Use &[u8] as &[char] assuming ASCII?

Currently I am trying to optimize skim (which is a fuzzy finder) for large chunks of inputs.

One of the bottlenecks is the conversion from String to Vec<char>. When consuming around 500M input(with around 5M lines) the conversion process takes around 50% of the time (3.8s out of 6.5s).

The code I use:

let chars: Vec<char> = text.chars().collect();

Not sure if it is caused by chars() that is slow for checking UTF8 characters or collect() that allocates additional memories.

Thus one optimization could be checking if the input bytes are all ASCII characters and reuse the original string as Vec<char> to avoid allocation. For example:

let chars = if text.as_bytes().is_ascii() {
    // how to reuse string as Vec<char> without calling `.chars()`?
} else {
    text.chars().collect()
};

So the problem is how could I cast a &[u8] to &[char] without additional allocation?

Thanks in advance!

char is 32 bits wide, so the memory layout of &[u8] isn’t compatible with &[char].

In general, it’s probably faster to operate on the incoming bytes directly rather than converting to Vec<char>. Hard to say more without knowing more about the application, though.

1 Like

Can your code work over iterator over chars? If yes, you can do something like this:

fn do_stuff(d: impl Iterator<Item=impl Into<char>>) {
    // ..
}

fn foo(text: &str) {
    if text.as_bytes().is_ascii() {
        do_stuff(text.as_bytes().iter().cloned())
    } else {
        do_stuff(text.chars())
    };
}

Given a pattern "rt", the application will try to (fuzzy) match the input "rust". And since the input may contain UTF8 characters the matching function is expecting &[char].

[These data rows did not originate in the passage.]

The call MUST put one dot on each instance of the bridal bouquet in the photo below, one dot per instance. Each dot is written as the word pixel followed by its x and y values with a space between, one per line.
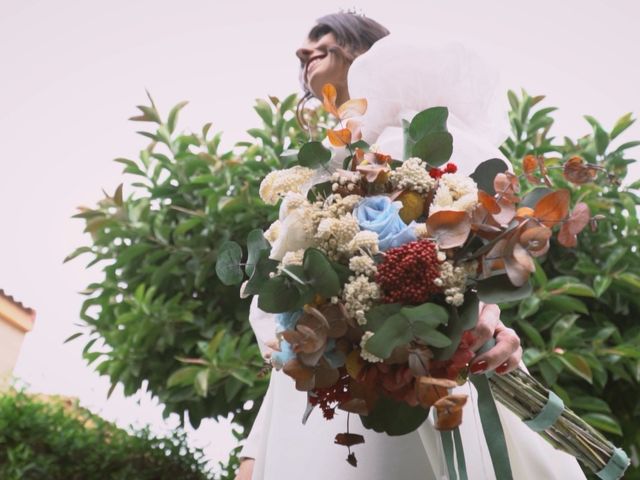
pixel 376 271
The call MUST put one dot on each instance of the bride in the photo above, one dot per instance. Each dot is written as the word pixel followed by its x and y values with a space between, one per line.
pixel 361 60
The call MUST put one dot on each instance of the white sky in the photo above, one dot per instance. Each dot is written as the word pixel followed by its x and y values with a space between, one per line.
pixel 71 72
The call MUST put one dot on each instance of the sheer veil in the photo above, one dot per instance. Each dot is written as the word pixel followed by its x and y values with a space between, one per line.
pixel 400 76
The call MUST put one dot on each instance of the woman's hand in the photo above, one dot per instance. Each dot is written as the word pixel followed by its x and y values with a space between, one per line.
pixel 507 352
pixel 245 472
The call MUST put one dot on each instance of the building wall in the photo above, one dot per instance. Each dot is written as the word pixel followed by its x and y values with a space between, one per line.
pixel 10 342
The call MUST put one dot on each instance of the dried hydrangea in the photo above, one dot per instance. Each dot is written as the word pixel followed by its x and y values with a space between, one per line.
pixel 280 182
pixel 362 265
pixel 358 295
pixel 455 192
pixel 366 355
pixel 412 175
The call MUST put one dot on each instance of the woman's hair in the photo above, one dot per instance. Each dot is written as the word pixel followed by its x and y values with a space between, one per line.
pixel 354 33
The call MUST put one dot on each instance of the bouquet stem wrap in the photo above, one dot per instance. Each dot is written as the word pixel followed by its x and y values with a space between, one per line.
pixel 545 413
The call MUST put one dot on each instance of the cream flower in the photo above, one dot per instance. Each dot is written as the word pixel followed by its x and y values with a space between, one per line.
pixel 412 175
pixel 280 182
pixel 455 192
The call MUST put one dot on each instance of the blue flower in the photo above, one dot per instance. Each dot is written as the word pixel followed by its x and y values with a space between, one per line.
pixel 379 214
pixel 285 321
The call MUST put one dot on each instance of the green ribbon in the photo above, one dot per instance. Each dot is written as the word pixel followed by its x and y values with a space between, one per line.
pixel 548 415
pixel 616 467
pixel 452 446
pixel 492 428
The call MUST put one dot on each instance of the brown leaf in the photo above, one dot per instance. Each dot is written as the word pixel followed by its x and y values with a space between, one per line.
pixel 302 375
pixel 577 221
pixel 488 202
pixel 553 207
pixel 352 108
pixel 339 138
pixel 449 228
pixel 535 239
pixel 349 439
pixel 578 172
pixel 329 96
pixel 449 411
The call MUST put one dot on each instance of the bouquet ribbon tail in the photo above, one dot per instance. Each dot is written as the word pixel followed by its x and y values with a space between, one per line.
pixel 548 415
pixel 616 467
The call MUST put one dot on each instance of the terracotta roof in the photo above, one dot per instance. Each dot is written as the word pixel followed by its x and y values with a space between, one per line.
pixel 16 312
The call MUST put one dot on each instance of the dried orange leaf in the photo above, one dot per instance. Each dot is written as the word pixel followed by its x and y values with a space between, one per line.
pixel 339 138
pixel 352 108
pixel 553 207
pixel 488 202
pixel 449 228
pixel 349 439
pixel 578 172
pixel 302 375
pixel 576 222
pixel 529 164
pixel 329 96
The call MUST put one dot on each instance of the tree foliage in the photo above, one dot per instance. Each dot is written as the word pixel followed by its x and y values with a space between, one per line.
pixel 53 439
pixel 159 317
pixel 580 324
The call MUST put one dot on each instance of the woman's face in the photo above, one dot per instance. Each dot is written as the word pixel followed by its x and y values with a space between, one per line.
pixel 323 61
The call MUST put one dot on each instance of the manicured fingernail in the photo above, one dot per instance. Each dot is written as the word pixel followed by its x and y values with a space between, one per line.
pixel 502 368
pixel 479 367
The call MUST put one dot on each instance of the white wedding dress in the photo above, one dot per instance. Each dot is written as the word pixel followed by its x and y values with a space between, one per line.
pixel 398 80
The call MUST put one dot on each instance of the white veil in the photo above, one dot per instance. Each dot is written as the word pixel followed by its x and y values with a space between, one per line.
pixel 399 78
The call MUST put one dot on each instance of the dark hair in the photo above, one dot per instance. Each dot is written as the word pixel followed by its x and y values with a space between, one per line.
pixel 354 33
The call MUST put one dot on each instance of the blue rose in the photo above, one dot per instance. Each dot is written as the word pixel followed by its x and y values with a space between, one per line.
pixel 285 321
pixel 379 214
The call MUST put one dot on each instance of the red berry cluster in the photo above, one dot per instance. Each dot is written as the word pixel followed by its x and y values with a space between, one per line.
pixel 329 398
pixel 438 172
pixel 408 272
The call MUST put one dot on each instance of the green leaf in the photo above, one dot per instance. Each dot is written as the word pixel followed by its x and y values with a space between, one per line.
pixel 264 110
pixel 499 289
pixel 394 417
pixel 430 120
pixel 577 365
pixel 486 172
pixel 313 154
pixel 532 333
pixel 630 279
pixel 393 333
pixel 601 139
pixel 322 278
pixel 228 264
pixel 529 306
pixel 256 244
pixel 278 295
pixel 435 148
pixel 183 376
pixel 201 383
pixel 603 422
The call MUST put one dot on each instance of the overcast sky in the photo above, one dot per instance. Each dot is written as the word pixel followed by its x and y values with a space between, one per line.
pixel 71 72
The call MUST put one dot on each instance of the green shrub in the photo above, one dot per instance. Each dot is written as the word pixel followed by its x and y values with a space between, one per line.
pixel 53 439
pixel 580 328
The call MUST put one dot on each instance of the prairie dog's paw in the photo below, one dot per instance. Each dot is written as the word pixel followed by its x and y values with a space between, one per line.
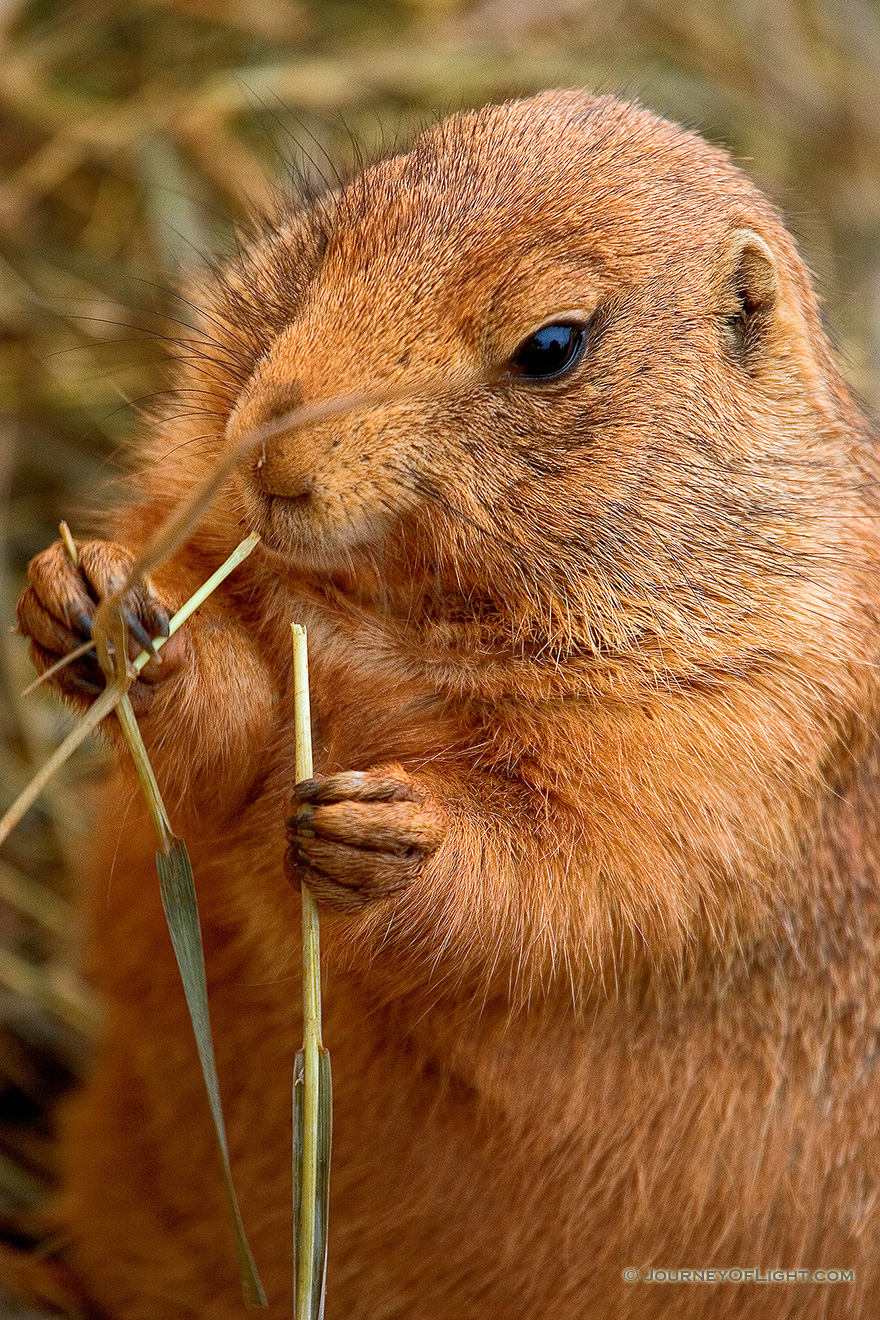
pixel 58 609
pixel 360 836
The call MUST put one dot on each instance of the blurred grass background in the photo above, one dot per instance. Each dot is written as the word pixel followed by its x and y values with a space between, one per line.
pixel 133 135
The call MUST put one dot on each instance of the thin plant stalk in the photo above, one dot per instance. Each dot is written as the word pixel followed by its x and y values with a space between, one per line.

@comex I see that &[u8] could not be used directly as &[char]. I’ll try to create some wrappers over it.

@newpavlov Unfortunately iterators won’t work in my case since the matching function will access characters by index. But still, great idea!

text.chars().collect()

what if you try to use preallocation?

let chars = text.chars();
let mut v: Vec<char> = Vec::with_capasity(chars.len());
v = chars.collect();

But I’m thinking collect does the same.

Consider treating both the pattern and input as &[u8], in the case where the pattern is all ASCII. Multi-byte codepoints in UTF-8 will never contain any ASCII bytes, so there’s no risk of an ASCII pattern incorrectly matching a non-ASCII character.

However, this might require writing a slightly different version of the matching algorithm for this case.

2 Likes

Does that even work? You are overwriting the v variable with another instance of a vec.

:man_facepalming: I was in sleeping mode
Also


let mut v = Vec::with_capacity(text.len());
for c in text.chars() {
    v.push(c);
}

Or even easier

let mut v = vec![];
v.extend(text.chars());

You could reserve the exact len, as virtuos86 did, but in the code for extend, there is this line:

if len == self.capacity() {
    let (lower, _) = iterator.size_hint();
    self.reserve(lower.saturating_add(1));
}

which means, that it will extend itself, based on the size_hint, which should give the correct amount of chars back

Speaking as someone who works in this area quite a bit, I’d like to repeat @mbrubeck’s advice: you almost certainly do not want to be working with a Vec<char>. Instead, you should work with a &str or possibly even a &[u8]. (I kind of imagine you need to do the latter anyway if you’re intent is to search things like file paths, which aren’t guaranteed to be valid UTF-8.)

If you need the ability to slice codepoints, then you should report byte indices at valid UTF-8 boundaries, and then you can slice a &str or a &[u8] in constant time. This is how the regex library works.

If you have specific questions about why this strategy is problematic, I’d be happy to try and answer them.

7 Likes

Seems that collect had reserve the capacity with iterator.size_hint() right? And my rough test showed that it did not make much difference.

1 Like